SAMed-2: Selective Memory Enhanced Medical Segment Anything Model
Zhiling Yan, Sifan Song, Dingjie Song, Yiwei Li, Rong Zhou, Weixiang Sun, Zhennong Chen, Sekeun Kim, Hui Ren, Tianming Liu, Quanzheng Li, Xiang Li, Lifang He, Lichao Sun
2025-07-09
Summary
This paper talks about SAMed-2, a medical image segmentation model based on the SAM-2 architecture that is improved to handle complex medical images with different types and challenges.

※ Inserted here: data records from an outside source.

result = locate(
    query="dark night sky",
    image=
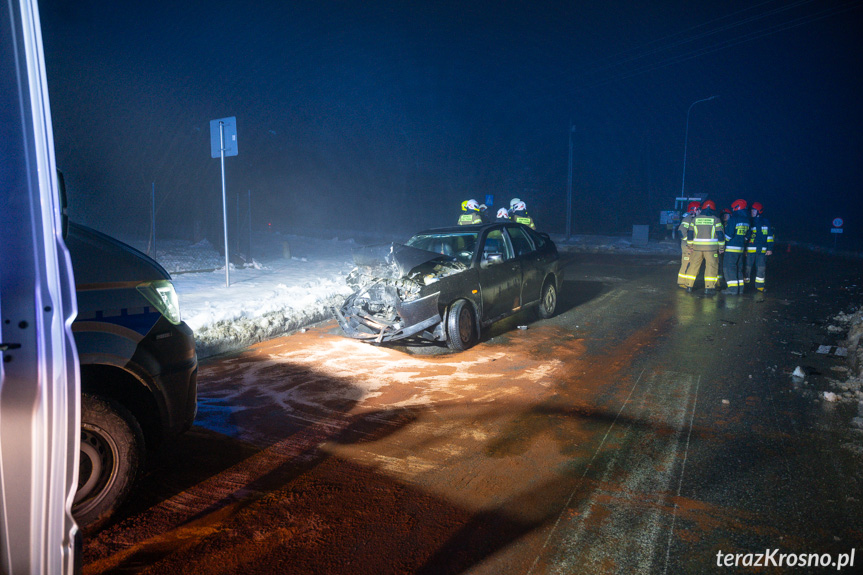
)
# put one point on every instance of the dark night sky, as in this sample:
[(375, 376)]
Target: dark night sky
[(360, 115)]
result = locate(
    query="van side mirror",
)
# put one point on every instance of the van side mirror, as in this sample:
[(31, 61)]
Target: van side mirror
[(64, 206)]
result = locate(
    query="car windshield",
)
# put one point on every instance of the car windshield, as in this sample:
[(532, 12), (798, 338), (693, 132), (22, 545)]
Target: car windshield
[(459, 244)]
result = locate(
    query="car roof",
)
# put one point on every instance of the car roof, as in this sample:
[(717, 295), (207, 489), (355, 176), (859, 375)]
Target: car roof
[(465, 228)]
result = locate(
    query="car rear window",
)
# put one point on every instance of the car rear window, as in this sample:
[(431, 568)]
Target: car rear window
[(520, 242)]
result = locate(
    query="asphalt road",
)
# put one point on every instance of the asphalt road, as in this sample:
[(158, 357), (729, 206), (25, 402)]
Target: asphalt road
[(640, 430)]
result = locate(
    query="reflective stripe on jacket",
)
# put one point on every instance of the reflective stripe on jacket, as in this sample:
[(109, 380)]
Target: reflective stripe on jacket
[(761, 236), (523, 218), (709, 235), (736, 232)]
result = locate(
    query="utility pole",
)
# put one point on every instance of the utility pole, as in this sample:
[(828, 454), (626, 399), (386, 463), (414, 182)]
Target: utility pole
[(569, 186)]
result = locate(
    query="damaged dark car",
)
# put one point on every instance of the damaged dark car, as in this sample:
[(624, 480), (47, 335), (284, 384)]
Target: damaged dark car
[(447, 284)]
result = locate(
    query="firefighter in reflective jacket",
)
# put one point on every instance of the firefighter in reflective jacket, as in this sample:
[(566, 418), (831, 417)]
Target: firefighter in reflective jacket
[(760, 246), (685, 228), (736, 234), (708, 240), (518, 213), (470, 213)]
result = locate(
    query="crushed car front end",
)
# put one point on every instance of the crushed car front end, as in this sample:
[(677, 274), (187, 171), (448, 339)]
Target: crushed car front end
[(397, 292)]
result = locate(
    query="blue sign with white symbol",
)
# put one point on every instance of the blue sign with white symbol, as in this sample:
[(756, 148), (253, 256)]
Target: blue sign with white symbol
[(228, 126)]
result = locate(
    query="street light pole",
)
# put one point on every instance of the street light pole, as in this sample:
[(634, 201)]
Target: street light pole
[(686, 141), (569, 186)]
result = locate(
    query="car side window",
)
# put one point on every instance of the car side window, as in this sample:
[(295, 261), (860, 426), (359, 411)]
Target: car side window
[(538, 240), (495, 243), (520, 240)]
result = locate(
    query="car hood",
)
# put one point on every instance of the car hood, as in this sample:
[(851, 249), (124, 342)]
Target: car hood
[(394, 260)]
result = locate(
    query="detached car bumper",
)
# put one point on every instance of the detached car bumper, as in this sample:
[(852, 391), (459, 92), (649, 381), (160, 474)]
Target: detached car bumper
[(413, 317)]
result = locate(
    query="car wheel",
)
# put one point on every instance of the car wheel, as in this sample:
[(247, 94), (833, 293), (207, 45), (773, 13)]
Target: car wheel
[(461, 326), (547, 300), (112, 447)]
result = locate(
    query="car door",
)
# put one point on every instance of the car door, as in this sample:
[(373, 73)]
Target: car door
[(39, 390), (499, 276), (531, 269)]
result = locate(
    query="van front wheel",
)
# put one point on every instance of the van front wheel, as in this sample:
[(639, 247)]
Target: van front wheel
[(112, 450)]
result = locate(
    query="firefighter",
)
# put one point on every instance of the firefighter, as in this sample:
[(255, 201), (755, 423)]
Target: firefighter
[(760, 246), (685, 228), (518, 213), (736, 234), (470, 213), (708, 241)]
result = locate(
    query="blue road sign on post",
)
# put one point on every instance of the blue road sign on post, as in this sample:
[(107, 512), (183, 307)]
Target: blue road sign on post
[(223, 142), (230, 127)]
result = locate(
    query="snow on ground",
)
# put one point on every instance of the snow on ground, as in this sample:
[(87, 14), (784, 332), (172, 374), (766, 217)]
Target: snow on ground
[(291, 282)]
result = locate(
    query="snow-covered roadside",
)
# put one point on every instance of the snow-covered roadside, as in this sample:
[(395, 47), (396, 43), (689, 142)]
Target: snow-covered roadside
[(291, 282)]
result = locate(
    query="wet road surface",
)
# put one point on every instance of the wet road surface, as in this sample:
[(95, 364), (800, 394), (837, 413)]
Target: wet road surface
[(640, 430)]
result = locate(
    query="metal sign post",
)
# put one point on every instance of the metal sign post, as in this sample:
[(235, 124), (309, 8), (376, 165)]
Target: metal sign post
[(223, 142), (837, 229)]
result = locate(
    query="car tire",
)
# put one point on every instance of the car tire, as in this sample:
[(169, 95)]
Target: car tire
[(112, 452), (547, 300), (461, 332)]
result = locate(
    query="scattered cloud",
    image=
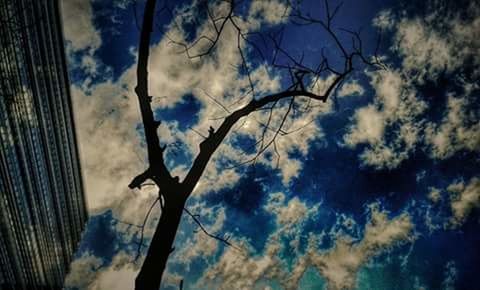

It adds a temporal adapter to capture changes over time and a confidence-based memory system to keep important information and avoid forgetting previous tasks.
What's the problem?
The problem is that medical images are diverse and noisy, and existing segmentation models can forget important knowledge when learning new tasks or dealing with multiple image types. This makes the models less reliable for clinical use.
What's the solution?
The researchers built SAMed-2 by adding a temporal adapter in the image encoder to use information from related image slices or frames and a confidence-driven memory that selectively remembers high-quality features through training. They also created a large dataset called MedBank-100k to train and test the model on many medical tasks and imaging types.
Why it matters?
This matters because SAMed-2 improves how AI analyzes medical images by being more robust and adaptable across various medical scenarios. This can lead to better support for doctors and faster, more accurate medical diagnoses.
Abstract
SAMed-2, an adaptation of SAM-2 for medical image segmentation, incorporates a temporal adapter and confidence-driven memory to handle noise and catastrophic forgetting, achieving superior performance across multiple tasks and modalities.